Plusieurs douzaines de clichés plus tard, la séance s’arrête, et le déjeuner commence. Alain commande une assiette de saumon fumé, accompagné d’un verre de Bergerac. Puis je le raccompagne jusqu’aux grilles de Hyde Park, et je le remercie. Appareil en main, Alain (alias Tintin) repart allègrement à la conquête de nouvelles plumes pour son club.

 


 Interview de l’auteure

Que peut faire la littérature ?
Farah Nayeri : Elle nous permet d’être beaucoup plus conscients de notre commune humanité.

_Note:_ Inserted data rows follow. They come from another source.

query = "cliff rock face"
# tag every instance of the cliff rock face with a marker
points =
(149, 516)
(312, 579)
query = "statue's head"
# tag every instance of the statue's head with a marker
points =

Quelle est l’importance des cafés pour toi ?
FN : Primordiale : en début de journée, avec un bon cappuccino, j’ai une concentration bien meilleure et une productivité bien plus importante qu’à mon bureau…

Où te sens-tu chez toi ?
FN : À Londres et à Paris : dans les deux endroits. C’est le meilleur des mondes.

 

BIO

Farah Nayeri est autrice de Takedown : Art and Power in the Digital Age paru aux USA en 2022. Journaliste culturelle au New York Times depuis une dizaine d’années, elle est d’origine iranienne, et habite entre Londres et Paris. Farah a été correspondante de Bloomberg à Paris, Rome et Londres. Elle présente également le podcast CultureBlast qu’elle a lancé il y a trois ans.

 

Brigitta Höpler | Café Am Heumarkt, Vienne

Photo : Alain Barbero | Texte : Brigitta Höpler | Traduction : Sylvie Barbero-Vibet  

 

Les secousses avant le silence

La vitrine réfrigérée, emblème du café nourri au courant électrique.
Un bruit de fond bourdonnant. Les secousses avant le silence.
Parfois, à midi, il y a de la soupe aux œufs.
Et des saucisses d’Augsbourg avec des pommes de terre sautées.
Plat préféré de mon enfance.
Servies sur des tables en marbre ébréchées.
Ici, je suis brièvement hors jeu.
Les fissures dans les banquettes en simili cuir rouge sont 
recouvertes de bandes Gaffa.
Trois miroirs encadrés d’or se renvoient des images.
Sur les portemanteaux, toutes sortes de choses oubliées.
Un papier peint défraîchi, des feuilles grimpantes,
des touches d’architecture romantique.
Et entre les deux, un petit trou noir. 

 


Interview de l’auteure

Que peut la littérature ? 
Brigitta Höpler : Élargir les mondes.

Quelle est l’importance des cafés pour toi ?
BH : Des lieux qui font partie de ma vie depuis que j’ai 15 ans.
Je pourrais raconter ma biographie à travers les cafés. 

Où te sens-tu chez toi ?
BH : Dans les villes, à Vienne.
Au bord des rivières, du Danube. 
Dans les mots, dans mes textes.

 

BIO

Née en 1966, Brigitta Höpler vit à Vienne en tant qu’auteure, historienne de l’art et pédagogue de l’écriture.
Elle est chargée de cours au sein de l’association professionnelle autrichienne des pédagogues de l’écriture (BÖS). Elle organise des expositions, des lectures et différents séminaires d’écriture.
Ses projets, textes et publications portent sur l’art, l’espace d’écriture urbain ainsi que sur une poétologie de l’observation du quotidien.